# R/C jaw tutorial/diy suggestions please!



## bentneedle (Sep 6, 2010)

Hey guys! I could really use your help and know how for this one.

I'm mashing a few ideas together and was looking for a tutorial for rigging a servo up to a mouth/jaw mechanism that can be controlled by a remote control. I'm lookng specifically for a self powered ( battery powered) mechanism to operate a mouth on a head that I've made of lightweight materials that I can sync up with either random music or improv from a microphone. There are a lot of tutorials for sound activated controllers, but a little over involved for what I need to do.

I hope I'm clear enough. I'll provide a picture of what I'm planning to help out.

Thanks so much in advance guys and gals!


----------



## BioHazardCustoms (Aug 5, 2009)

We built a 17ft. zombie a few years ago that worked off of a remote control servo system for an RC airplane. You can find them at hobby shops or in RC magazines. Most run off of battery packs.


----------



## JeffHaas (Sep 7, 2010)

Take a look at the Scary Terry board that Cowlacious sells:
http://cowlacious.mybigcommerce.com/products/Scary-Terry-Audio-Servo-Driver-Board-%2d-ST400.html

This board allows you to make a skull that talks by moving its jaw in sync to audio. I think with some tinkering you can use it with what someone says through a mike.
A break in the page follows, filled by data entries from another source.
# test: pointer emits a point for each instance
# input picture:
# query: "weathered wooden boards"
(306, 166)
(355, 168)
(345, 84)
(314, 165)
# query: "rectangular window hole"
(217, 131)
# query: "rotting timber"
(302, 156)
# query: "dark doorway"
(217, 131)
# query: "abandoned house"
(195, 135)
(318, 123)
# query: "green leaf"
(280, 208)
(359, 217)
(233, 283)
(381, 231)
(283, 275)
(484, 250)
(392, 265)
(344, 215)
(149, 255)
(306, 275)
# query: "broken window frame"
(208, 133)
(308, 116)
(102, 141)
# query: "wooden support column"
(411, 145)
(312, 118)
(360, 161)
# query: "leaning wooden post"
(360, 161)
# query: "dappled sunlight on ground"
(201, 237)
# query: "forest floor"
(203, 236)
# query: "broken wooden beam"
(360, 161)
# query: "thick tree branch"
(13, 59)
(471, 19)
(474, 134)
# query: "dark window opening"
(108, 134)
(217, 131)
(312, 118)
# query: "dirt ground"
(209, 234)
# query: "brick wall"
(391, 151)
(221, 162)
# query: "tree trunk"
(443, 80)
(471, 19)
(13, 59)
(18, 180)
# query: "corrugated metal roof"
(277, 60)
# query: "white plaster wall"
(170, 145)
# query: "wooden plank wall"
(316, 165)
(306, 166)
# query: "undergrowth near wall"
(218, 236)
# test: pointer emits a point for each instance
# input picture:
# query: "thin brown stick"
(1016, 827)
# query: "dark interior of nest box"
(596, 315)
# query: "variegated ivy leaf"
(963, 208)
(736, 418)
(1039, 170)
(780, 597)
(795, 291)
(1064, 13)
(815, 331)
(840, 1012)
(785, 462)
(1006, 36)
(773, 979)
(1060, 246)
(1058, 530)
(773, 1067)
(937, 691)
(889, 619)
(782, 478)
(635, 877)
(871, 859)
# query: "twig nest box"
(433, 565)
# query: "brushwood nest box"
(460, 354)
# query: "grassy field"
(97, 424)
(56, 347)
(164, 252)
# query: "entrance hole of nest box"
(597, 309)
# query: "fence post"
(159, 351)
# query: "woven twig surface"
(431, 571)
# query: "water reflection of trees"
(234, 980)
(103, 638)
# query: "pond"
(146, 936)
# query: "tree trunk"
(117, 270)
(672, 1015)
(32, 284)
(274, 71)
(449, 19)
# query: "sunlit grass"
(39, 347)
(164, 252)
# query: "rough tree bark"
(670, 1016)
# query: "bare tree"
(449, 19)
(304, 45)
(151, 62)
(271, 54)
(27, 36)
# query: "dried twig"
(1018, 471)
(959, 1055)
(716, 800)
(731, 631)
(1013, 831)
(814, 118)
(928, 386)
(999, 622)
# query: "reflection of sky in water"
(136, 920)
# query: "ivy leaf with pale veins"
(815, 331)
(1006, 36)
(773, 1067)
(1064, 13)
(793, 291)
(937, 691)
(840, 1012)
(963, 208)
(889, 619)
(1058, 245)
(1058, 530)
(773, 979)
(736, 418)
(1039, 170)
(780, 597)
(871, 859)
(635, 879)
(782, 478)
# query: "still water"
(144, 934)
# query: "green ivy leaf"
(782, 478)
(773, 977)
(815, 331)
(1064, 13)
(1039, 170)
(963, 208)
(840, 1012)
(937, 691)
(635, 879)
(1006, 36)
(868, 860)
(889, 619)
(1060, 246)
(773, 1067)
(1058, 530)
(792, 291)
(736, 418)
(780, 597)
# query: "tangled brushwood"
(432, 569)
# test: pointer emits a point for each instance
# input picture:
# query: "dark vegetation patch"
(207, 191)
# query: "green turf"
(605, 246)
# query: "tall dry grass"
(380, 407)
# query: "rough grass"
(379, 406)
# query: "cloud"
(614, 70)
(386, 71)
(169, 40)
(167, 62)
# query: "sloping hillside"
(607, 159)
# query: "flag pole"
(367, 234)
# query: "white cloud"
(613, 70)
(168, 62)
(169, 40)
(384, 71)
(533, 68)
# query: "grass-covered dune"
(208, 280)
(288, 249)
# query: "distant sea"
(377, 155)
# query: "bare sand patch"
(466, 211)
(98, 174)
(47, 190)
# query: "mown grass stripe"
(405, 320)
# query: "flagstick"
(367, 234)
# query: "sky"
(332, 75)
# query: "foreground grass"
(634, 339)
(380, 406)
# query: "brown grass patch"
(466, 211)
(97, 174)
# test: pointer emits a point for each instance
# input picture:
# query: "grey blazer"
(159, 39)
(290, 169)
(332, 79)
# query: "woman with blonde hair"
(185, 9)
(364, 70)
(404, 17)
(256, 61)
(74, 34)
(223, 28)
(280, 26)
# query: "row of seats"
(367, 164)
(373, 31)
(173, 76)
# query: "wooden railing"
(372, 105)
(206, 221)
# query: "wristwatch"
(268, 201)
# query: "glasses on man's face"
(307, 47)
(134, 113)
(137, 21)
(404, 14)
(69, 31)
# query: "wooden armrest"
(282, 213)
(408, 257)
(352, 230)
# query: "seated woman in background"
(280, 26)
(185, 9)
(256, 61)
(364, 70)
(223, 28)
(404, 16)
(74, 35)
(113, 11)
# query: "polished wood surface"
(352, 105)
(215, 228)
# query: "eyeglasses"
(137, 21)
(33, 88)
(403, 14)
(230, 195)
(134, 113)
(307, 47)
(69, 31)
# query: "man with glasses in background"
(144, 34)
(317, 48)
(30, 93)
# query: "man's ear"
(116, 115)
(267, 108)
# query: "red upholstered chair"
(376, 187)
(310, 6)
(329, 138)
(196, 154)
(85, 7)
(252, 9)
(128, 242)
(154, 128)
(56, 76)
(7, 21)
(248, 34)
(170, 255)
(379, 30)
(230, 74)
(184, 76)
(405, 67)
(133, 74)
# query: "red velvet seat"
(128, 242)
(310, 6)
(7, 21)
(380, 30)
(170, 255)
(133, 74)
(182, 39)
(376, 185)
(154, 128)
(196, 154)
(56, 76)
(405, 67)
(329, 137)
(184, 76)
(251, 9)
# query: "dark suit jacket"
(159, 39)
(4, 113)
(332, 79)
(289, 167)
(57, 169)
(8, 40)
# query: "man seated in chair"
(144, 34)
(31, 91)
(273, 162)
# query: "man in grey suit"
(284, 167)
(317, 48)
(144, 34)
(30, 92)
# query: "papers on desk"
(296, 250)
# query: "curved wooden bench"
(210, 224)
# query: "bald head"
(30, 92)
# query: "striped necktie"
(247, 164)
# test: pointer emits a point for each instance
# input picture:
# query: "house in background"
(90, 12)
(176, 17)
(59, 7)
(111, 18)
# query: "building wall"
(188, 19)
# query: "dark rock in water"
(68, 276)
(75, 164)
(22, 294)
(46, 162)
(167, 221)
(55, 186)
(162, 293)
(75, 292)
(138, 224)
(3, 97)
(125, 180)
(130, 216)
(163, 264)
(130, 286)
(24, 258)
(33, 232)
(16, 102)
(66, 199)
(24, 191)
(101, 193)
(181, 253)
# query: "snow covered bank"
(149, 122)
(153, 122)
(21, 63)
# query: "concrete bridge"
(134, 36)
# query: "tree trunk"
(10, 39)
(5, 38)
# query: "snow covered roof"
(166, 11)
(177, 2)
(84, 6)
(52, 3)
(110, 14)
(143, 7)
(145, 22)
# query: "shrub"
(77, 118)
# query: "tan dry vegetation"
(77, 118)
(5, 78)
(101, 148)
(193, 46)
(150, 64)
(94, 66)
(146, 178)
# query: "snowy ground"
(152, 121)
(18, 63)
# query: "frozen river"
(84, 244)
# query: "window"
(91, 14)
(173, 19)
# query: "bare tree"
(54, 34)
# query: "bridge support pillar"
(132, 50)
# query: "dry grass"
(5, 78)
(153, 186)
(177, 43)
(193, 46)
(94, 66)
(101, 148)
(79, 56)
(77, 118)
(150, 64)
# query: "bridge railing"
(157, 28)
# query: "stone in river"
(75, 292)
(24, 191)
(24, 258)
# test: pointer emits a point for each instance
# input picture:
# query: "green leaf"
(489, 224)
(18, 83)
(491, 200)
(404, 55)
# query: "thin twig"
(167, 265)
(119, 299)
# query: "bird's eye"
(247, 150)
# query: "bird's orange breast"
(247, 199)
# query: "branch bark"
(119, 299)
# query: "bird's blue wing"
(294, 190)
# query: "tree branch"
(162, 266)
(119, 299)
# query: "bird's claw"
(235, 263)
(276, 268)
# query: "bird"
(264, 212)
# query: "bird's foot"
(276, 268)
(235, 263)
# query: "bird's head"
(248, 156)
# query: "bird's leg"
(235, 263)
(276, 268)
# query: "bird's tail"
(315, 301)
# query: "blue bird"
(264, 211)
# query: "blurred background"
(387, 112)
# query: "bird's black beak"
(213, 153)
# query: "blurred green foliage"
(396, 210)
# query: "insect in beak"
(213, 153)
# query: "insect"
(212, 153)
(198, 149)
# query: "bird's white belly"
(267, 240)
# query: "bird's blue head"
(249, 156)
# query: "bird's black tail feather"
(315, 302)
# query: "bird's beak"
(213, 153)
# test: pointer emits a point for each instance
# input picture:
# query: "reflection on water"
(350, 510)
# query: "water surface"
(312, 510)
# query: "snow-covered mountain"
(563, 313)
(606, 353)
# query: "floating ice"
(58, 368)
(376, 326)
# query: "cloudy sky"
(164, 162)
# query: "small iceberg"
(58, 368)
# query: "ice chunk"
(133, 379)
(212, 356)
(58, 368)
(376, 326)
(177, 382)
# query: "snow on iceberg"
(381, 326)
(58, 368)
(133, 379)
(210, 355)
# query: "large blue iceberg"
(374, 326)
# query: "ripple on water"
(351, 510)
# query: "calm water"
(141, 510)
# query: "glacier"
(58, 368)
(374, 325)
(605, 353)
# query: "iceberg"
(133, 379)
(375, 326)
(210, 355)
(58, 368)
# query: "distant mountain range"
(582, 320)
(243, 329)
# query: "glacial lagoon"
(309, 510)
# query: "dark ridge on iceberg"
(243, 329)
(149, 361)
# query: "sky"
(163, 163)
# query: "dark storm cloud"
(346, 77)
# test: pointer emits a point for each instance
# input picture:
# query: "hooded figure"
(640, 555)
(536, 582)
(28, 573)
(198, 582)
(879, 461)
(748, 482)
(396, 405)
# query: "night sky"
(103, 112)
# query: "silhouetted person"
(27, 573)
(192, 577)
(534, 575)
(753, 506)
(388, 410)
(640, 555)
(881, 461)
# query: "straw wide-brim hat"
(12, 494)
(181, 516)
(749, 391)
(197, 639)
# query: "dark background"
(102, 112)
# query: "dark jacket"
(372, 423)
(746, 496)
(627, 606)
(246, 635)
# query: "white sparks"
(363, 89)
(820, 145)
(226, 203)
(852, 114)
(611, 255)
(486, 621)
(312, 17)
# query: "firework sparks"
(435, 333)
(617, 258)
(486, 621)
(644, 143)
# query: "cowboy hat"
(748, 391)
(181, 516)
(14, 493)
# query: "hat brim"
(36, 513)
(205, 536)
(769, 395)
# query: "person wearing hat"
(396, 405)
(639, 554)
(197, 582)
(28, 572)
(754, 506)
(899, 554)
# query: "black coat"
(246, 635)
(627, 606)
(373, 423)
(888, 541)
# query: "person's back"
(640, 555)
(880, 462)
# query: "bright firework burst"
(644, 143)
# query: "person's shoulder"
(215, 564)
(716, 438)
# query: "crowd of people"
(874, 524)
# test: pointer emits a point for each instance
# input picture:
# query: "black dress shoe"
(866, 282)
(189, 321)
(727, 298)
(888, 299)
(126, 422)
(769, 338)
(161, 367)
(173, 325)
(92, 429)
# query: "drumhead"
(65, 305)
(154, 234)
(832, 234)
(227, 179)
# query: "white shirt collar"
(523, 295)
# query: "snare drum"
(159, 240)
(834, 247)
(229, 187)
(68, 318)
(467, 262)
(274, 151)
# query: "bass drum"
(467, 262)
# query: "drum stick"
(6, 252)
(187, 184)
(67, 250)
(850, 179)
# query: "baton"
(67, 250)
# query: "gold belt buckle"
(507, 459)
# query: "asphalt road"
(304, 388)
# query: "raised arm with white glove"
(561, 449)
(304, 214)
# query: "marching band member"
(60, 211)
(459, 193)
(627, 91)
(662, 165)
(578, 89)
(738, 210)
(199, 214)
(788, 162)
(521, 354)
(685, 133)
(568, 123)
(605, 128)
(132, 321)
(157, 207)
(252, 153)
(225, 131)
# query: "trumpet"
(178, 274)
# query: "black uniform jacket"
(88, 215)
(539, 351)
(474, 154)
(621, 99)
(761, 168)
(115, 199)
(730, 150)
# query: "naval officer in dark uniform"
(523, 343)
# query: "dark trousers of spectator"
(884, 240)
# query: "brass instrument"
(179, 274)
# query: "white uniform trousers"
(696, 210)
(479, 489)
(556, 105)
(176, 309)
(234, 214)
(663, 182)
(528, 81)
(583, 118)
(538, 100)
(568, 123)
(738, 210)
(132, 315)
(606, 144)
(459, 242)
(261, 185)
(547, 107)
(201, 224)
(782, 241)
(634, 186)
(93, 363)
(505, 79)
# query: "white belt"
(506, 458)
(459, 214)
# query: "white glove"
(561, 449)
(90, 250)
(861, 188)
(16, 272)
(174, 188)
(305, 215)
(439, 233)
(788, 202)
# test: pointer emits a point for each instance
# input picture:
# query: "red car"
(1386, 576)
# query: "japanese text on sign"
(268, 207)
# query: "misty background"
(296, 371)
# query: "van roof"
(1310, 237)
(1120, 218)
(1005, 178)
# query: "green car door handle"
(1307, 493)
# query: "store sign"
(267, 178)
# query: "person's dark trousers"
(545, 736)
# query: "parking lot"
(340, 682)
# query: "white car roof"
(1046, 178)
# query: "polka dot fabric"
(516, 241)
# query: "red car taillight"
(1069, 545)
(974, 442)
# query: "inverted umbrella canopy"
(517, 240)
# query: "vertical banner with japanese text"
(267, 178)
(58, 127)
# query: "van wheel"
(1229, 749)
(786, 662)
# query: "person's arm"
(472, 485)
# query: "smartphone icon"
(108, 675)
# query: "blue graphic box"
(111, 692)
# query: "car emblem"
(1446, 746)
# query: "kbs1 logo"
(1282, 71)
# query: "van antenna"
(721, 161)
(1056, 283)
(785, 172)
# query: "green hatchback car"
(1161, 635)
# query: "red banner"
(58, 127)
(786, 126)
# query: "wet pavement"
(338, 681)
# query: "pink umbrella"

Here's a link to a video that shows how one guy has fine-tuned the board to work for him, it may be helpful to see what's possible:


----------



## HomeyDaClown (Oct 3, 2009)

You could use the Scary Terry audio servo board and a simple FM wireless transmitter to send audio to a small radio mounted inside the skull cap.
You could parallel off the radio's speaker connections to drive the servo board to give you control and sound from inside the skull.


----------



## bentneedle (Sep 6, 2010)

Thanks everyone! These are all great links and ideas....i'm probably going to mash them together and use what I can find around here.


----------